Kosher meat and poultry can only be eaten if the animal or bird has been killed through Shechita.
The source for this is a verse in this week’s parasha:
“You may slaughter from your cattle and sheep…as I have commanded you.” (Devarim 12:21)
The precise method has been handed down, by Oral Tradition, since Moses.
UK law requires an animal to be stunned before regular slaughter. The mechanical methods that are used are captive bolts for large animals. The animal is shot in the head by a steel bolt that renders it unconscious. Smaller animals are stunned by gas or electric calipers. Poultry are first shackled upside-down and then receive an electric shock by immersing their heads in a water-trough through which a voltage is passed. These methods are not perfect and there is a percentage of times where the stun or electric shock has failed and the animals suffers in pain before the bolt-gun is reloaded, or the electric tongs reapplied.
A kosher animal/bird must be healthy and uninjured at the time of shechita. All the mechanical methods outlined above are forbidden in shechita because they cause injuries to the animal or bird before slaughter. It must also be definite that the animal has been slaughtered by shechita alone and its death is not caused by, or in conjunction with, another method.

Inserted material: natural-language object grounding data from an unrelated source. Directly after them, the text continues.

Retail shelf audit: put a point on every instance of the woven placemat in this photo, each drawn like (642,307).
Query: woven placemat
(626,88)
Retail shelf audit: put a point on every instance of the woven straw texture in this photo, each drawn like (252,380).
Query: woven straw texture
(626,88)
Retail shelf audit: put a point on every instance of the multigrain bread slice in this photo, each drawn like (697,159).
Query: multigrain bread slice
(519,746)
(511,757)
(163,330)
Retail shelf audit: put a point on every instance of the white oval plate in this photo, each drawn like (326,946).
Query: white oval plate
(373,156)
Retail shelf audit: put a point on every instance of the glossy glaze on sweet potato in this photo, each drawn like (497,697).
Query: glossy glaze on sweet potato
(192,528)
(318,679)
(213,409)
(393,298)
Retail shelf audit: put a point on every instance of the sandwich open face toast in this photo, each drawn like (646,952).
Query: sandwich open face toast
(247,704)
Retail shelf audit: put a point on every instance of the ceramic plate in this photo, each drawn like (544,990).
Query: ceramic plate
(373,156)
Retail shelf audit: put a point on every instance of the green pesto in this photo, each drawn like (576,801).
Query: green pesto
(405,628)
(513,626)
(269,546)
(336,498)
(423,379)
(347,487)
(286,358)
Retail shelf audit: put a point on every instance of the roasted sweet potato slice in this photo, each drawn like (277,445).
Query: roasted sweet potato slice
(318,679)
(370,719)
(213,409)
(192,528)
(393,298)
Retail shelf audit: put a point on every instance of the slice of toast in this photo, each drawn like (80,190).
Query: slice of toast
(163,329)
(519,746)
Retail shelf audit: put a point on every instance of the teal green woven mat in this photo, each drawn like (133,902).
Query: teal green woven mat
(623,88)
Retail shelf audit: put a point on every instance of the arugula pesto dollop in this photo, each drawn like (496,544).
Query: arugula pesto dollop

The law in the UK recognises that these stunning methods are not permitted for kosher food and legislates for shechita to be exempted from such stunning, provided the animal is ‘shechted’ by a duly licensed Shochet. When the shechita incision is made, it severs the major organs, arteries and veins, thereby causing a massive and immediate drop in blood-pressure in the brain. At the moment that blood-flow to the brain is lost, all awareness ceases and there can be no recovery from unconsciousness. Thus, although shechita is not a conventional stun, it provides the equivalent.
We make no claim that shechita is the most humane method of slaughter. It is, however, a humane method and justly protected in law. Eating kosher fulfils a divine command and links us with thousands of years of Jewish history.